Why is it that the U.S. Government not only wants to hire hackers but brags about it? And then, why are they surprised when the strategy backfires as it seemingly did with Edward J. Snowden? Christopher Drew and Scott Shane wrote an article “Résumé Shows Leaker Honed Hacking Skills” for the front page of The New York Times of July 5, 2013, which describes how Snowden trained in “ethical hacking” … a contradiction in terms if ever there was one.

Four years ago, when the USG was actively seeking hackers to fill their cyber ranks, I wrote a piece with the title “Homeland Security Hires a Hacker and Brags About It” in which I commented about a Charlie Rose July 29, 2009 interview with Secretary Janet Napolitano, where the latter appeared to be almost gleeful at having co-opted black hats into her Department’s employ. It is clear from the recent events with Snowden that such a strategy might backfire. You can still see the article at  In the article, I state that the very hiring of former hackers presents entirely the wrong message to young people who might be confronted with a choice between ethical and nefarious hacking. In an earlier interview with Sunil Bhargava, then CTO of Intellitactics, I had expressed similar views and took issue with Bruce Schneier’s claims at the time that you had to have a criminal mind to be effective in cyber security, see …

In my business and industry activities, I have opposed (and still do) the practice of hiring hackers. On one occasion I refused to engage a highly-rated security firm that had its origins as a well-known group of hackers because of a concern that if, for any reason, a “reformed” hacker took umbrage with his employer or client, we could be at risk of a damaging reaction in some form or other.

It is clear that one cannot guarantee that someone with the requisite technical skills will gain access to sensitive information and sell or give it to a third party for financial gain or to a journalist or website owner for political reasons.
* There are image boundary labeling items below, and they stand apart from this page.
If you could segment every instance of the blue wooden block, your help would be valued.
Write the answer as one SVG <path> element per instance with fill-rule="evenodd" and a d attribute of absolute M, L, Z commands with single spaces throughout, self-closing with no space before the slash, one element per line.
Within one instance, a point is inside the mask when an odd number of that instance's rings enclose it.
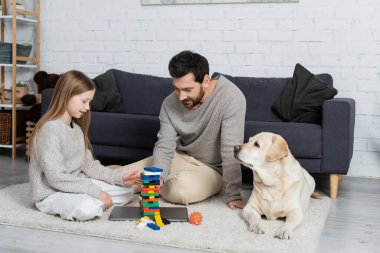
<path fill-rule="evenodd" d="M 148 223 L 147 226 L 150 227 L 150 228 L 153 229 L 153 230 L 160 230 L 160 227 L 157 226 L 157 225 L 154 224 L 154 223 Z"/>

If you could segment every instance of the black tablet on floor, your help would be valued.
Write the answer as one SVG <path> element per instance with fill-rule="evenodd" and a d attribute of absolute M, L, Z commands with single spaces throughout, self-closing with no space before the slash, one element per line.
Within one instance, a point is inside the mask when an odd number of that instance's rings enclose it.
<path fill-rule="evenodd" d="M 170 222 L 187 222 L 187 207 L 160 207 L 161 217 Z M 138 206 L 115 206 L 109 219 L 112 221 L 139 220 L 141 218 L 140 207 Z"/>

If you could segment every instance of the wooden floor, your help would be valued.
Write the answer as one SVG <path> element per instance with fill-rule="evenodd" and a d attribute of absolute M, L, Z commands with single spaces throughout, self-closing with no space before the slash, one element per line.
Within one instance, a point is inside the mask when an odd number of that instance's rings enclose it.
<path fill-rule="evenodd" d="M 8 152 L 0 152 L 0 188 L 27 182 L 27 171 L 28 163 L 23 156 L 12 161 Z M 317 189 L 328 194 L 328 177 L 318 176 L 316 182 Z M 151 251 L 195 252 L 0 225 L 1 253 Z M 338 198 L 332 202 L 317 252 L 380 252 L 379 179 L 343 178 Z"/>

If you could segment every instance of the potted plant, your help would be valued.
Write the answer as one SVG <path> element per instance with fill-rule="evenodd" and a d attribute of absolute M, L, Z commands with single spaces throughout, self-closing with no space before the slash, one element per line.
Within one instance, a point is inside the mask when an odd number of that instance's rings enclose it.
<path fill-rule="evenodd" d="M 16 84 L 16 103 L 20 103 L 21 98 L 28 93 L 28 84 L 26 82 L 18 81 Z"/>

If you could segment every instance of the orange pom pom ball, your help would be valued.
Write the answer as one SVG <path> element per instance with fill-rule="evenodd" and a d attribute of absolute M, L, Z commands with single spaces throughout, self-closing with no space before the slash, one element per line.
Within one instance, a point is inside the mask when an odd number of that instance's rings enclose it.
<path fill-rule="evenodd" d="M 190 224 L 200 225 L 202 223 L 202 214 L 200 212 L 193 212 L 189 217 Z"/>

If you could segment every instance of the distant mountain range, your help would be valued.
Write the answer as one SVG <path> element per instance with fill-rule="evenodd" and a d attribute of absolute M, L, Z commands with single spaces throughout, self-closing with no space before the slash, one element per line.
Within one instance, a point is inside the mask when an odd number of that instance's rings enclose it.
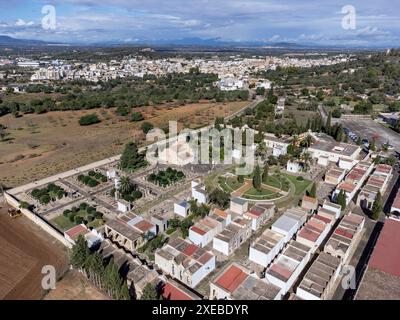
<path fill-rule="evenodd" d="M 0 35 L 0 45 L 2 46 L 47 46 L 51 44 L 57 45 L 58 43 L 32 39 L 16 39 L 9 36 Z"/>
<path fill-rule="evenodd" d="M 183 39 L 159 39 L 159 40 L 114 40 L 114 41 L 101 41 L 94 43 L 61 43 L 61 42 L 49 42 L 42 40 L 33 39 L 16 39 L 10 36 L 0 35 L 0 45 L 5 46 L 51 46 L 51 45 L 85 45 L 85 46 L 230 46 L 230 47 L 284 47 L 284 48 L 298 48 L 307 47 L 305 45 L 299 45 L 295 43 L 267 43 L 261 41 L 224 41 L 219 38 L 201 39 L 201 38 L 183 38 Z"/>
<path fill-rule="evenodd" d="M 157 39 L 157 40 L 115 40 L 106 42 L 97 42 L 94 45 L 109 45 L 109 46 L 123 46 L 123 45 L 153 45 L 153 46 L 210 46 L 210 47 L 284 47 L 295 48 L 305 47 L 307 45 L 300 45 L 289 42 L 263 42 L 263 41 L 226 41 L 220 38 L 182 38 L 182 39 Z M 313 46 L 315 46 L 313 44 Z"/>
<path fill-rule="evenodd" d="M 33 39 L 16 39 L 10 36 L 0 35 L 0 46 L 193 46 L 193 47 L 236 47 L 236 48 L 268 48 L 268 49 L 332 49 L 346 48 L 341 46 L 326 46 L 317 43 L 291 43 L 291 42 L 267 42 L 267 41 L 226 41 L 220 38 L 182 38 L 182 39 L 157 39 L 157 40 L 113 40 L 93 43 L 82 42 L 49 42 Z M 361 47 L 359 47 L 361 48 Z M 356 49 L 356 48 L 354 48 Z"/>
But one can certainly reduce the risk by more carefully screening candidates for employment and observing the behavior of those already on staff. Just as you wouldn’t want someone who has been found guilty of homicide as your armed security guard, you shouldn’t seek to hire those already known for illegal hacking activities or those who have been fired for prior dishonest activities. While admittedly there was no evidence of any such incriminating activity about Snowden, his pattern of activities, as described in the above NYT article should have raised red flags. And, as has been discussed in a previous piece, there need to be restrictions on what is made available to those with privileged access.

It is certainly not a good idea to hire those with actual or suspected criminal activity into positions that call for access to sensitive systems and data, even if you are confronted with strong needs for skills possessed by those individuals. It is far better to train trustworthy persons in the requisite skills and knowledge even though that may be expensive. In the long run it will surely turn out to be less costly to take the conservative approach of training those who have shown themselves to be trustworthy and supportive of your organization’s goals than to succumb to the pressure to fill critical positions and hire questionable persons.